Die Künstlerin hat Spaß und Freude an dieser Arbeit, das spürt man. Und es steckt an. Nur zu gern würde man selbst einmal ausprobieren, wie es ist, wenn man diesen Kasten aufbaut und eben gar nicht genau weiß, was nach Stunden zu sehen sein wird. "Das Experiment ist so spannend", sagt Hüttl. Und ja, so stimmt sie auf Nachfrage zu: "Für mich ist das Meditation. Die Wahrnehmung von Zeit."

Zur Eröffnung der Ausstellung erklärte die Pädagogin Wiebke Lohfeld, Akademische Rätin an der Universität Koblenz, das Spielerische und Geheimnisvolle an der Lochkamerafotografie so: Wie beim Kinderspiel "Ich sehe was, was du nicht siehst" bestehe der Reiz darin, dass etwas unerwartet in den Fokus gerate, eine neue Dynamik entstehe. Weil der Blick sich verändere, veränderten sich auch die Dinge, so ihre These. Allerdings spiele Gabriele Hüttl nicht "Ich sehe was, was du nicht siehst". Sondern "Ich sehe" - mit einem dicken Rufzeichen, wie Lohfeld betonte. Sie schlug damit den Bogen zum zweiten Teil der Ausstellung, in dem Hüttl Farbfotos zeigt, die sie ganz modern aufgenommen hat, nämlich digital.
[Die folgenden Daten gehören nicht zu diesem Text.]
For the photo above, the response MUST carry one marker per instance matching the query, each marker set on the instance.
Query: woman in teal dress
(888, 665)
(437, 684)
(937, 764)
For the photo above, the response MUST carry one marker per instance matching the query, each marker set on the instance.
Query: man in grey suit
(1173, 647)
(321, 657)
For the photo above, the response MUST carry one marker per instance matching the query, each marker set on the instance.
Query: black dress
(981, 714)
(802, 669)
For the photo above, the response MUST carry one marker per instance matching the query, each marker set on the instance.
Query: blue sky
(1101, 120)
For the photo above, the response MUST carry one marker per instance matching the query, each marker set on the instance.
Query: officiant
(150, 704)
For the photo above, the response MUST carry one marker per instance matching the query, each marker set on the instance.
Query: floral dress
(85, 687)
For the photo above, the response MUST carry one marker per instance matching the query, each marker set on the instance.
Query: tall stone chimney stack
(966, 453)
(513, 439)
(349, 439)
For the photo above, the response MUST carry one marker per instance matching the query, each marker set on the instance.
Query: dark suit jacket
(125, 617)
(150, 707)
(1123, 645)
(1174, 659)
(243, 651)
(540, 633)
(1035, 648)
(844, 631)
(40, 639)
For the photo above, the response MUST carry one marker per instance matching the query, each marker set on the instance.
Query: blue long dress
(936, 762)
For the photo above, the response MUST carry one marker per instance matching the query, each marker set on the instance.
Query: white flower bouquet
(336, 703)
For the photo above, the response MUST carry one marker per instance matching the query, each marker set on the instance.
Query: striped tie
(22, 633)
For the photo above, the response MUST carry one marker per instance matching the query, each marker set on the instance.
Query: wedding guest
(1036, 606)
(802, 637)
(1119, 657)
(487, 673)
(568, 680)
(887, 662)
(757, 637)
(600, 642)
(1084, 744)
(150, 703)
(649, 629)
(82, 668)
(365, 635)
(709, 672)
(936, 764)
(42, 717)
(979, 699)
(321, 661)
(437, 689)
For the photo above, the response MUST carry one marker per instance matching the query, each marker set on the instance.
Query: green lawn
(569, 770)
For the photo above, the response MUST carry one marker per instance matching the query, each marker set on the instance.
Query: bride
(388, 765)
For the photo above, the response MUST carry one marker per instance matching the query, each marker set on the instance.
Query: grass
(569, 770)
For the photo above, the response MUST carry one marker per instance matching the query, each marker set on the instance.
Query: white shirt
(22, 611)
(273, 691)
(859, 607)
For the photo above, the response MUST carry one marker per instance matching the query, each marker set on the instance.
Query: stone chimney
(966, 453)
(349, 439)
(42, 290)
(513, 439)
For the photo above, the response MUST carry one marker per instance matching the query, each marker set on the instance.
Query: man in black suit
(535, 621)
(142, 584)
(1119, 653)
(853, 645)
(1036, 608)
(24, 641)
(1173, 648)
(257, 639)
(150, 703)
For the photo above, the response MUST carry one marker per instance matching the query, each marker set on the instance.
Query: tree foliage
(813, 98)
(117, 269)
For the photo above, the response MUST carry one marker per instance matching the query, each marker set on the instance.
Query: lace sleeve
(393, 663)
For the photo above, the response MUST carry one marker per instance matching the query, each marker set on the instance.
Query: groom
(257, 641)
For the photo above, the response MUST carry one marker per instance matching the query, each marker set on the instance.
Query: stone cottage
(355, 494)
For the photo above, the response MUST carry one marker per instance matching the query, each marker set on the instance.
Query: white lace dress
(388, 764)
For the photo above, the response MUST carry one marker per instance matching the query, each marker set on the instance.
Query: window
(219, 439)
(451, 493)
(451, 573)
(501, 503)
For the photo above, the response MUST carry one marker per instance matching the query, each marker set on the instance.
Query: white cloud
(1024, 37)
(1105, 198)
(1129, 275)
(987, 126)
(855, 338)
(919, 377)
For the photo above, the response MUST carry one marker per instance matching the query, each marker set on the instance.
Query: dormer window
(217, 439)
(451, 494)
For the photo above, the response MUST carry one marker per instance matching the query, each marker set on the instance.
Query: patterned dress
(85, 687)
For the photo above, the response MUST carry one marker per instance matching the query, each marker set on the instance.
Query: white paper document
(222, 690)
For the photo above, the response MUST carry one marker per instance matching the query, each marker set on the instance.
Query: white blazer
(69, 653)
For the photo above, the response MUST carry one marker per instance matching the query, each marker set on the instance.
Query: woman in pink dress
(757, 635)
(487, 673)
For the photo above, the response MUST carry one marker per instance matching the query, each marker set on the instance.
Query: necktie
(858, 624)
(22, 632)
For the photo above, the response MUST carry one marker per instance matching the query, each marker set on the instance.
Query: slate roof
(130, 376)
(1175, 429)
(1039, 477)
Dass sie sehen kann, das beweisen diese Bilder. Denn man muss schon ein Auge dafür haben, wenn zum Beispiel eine gekräuselte Wasseroberfläche wie ein impressionistisches Gemälde wirkt - ohne die geringste technische Bearbeitung der Aufnahme. Man muss hinschauen, wahrnehmen, erkennen, den richtigen Blickwinkel wählen und auf den Auslöser drücken. "Eine Irritation" seien manche dieser Bilder, sagte Lohfeld - aber nur so lange, bis man beginne, den eigenen Fokus scharf zu stellen. Insofern seien Gabriele Hüttls Fotos eine Aufforderung an den Betrachter, selbst zu sehen, den eigenen Blick zu entwickeln, nicht den der Künstlerin. Das sei "die wahre Lust des Spiels". Wer da mitspielen möchte, hat im nächsten Workshop, der parallel zur Ausstellung stattfindet, Gelegenheit dazu.

Gabriele Hüttl: "Im Fokus", Lochbild-Fotografien und Fotos aus der Serie "Se(h)en", Galerie Pratschke, Münchner Straße 25 a, Deining/Egling, bis 25. Mai, Donnerstag bis Samstag 13 bis 17 Uhr, Telefon 08170/99 88 90. Workshop am Samstag und Sonntag, 24. und 25. Mai, telefonische Anmeldung.